Remous au sein du PJD

Remous au sein du PJD

Que se passe-t-il au PJD ? Un mois et demi après sa victoire aux élections communales et régionales et son installation à la tête de toutes les grandes villes du pays, et à un an des élections législatives, il semblerait qu’il y ait des remous au sein du parti qui conduit le gouvernement. Des épisodes en apparence séparés, mais qui pourraient indiquer des frictions dans sa direction.

Acte I : Abdelali Hamieddine, membre du secrétariat général et fraîchement élu conseiller à la Chambre du même nom, est désigné à la tête de son groupe, avant de démissionner de cette fonction. Abdelilah Benkirane était opposé à l’idée que Hamieddine prenne la présidence du groupe, un poste très sensible, mais il a été mis en minorité par ses pairs dirigeants au secrétariat général. Hamieddine est donc élu chef du groupe, mais jette l’éponge aussitôt après.

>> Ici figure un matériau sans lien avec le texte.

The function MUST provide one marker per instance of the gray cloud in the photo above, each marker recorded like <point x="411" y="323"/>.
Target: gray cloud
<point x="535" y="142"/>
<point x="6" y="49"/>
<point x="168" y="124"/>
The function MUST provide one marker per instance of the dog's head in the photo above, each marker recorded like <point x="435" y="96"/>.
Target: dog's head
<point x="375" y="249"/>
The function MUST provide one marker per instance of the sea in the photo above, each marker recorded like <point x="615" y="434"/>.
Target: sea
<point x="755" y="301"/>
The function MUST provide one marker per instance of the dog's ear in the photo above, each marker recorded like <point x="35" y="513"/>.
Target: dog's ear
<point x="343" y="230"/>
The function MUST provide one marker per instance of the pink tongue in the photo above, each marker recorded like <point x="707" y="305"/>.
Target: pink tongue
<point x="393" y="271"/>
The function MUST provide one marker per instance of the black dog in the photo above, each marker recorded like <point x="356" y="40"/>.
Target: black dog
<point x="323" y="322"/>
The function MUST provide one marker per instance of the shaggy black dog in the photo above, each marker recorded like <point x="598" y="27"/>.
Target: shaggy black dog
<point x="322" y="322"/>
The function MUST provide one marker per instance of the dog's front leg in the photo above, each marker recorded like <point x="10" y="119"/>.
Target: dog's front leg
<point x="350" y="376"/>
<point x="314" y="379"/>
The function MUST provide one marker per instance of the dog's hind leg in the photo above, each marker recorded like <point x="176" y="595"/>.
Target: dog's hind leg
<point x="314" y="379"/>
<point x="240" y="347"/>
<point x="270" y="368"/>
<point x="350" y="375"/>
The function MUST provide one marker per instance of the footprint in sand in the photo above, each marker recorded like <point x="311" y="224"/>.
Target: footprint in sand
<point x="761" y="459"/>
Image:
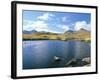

Des rumeurs font état de « pressions » exercées sur le parti pour convaincre Hamieddine de renoncer à cette fonction. Cela rappelle ce qui s’était passé voici une dizaine d’années quand l’actuel ministre de la Justice, Mustapha Ramid, avait été « incité » lui aussi à quitter la présidence du groupe PJD à la Chambre des représentants.

On ne connaîtra vraisemblablement pas les raisons qui ont conduit à cette manœuvre, mais on sait que Hamieddine est régulièrement attaqué pour sa (prétendue) implication dans l’assassinat de l’étudiant Benaïssa Ait el Jied dans les années 90, une affaire dans laquelle la justice avait dit son mot.

Acte II : le trublion du parti Abdelaziz Aftati a fait une sortie remarquée, en dénonçant le recul de la direction du parti face aux pressions qui auraient été exercées sur elle par « l’Etat profond » dans l’affaire Hamieddine. Le député d’Oujda crie au complot et aux manœuvres qui « servent le projet  PAMiste ». Aftati est connu pour dire haut ce que ses collègues dans la direction du PJD pensent tout bas. Une sorte de distribution des rôles dans laquelle Benkirane et les autres dirigeants s’inclinent, et où Aftati dénonce.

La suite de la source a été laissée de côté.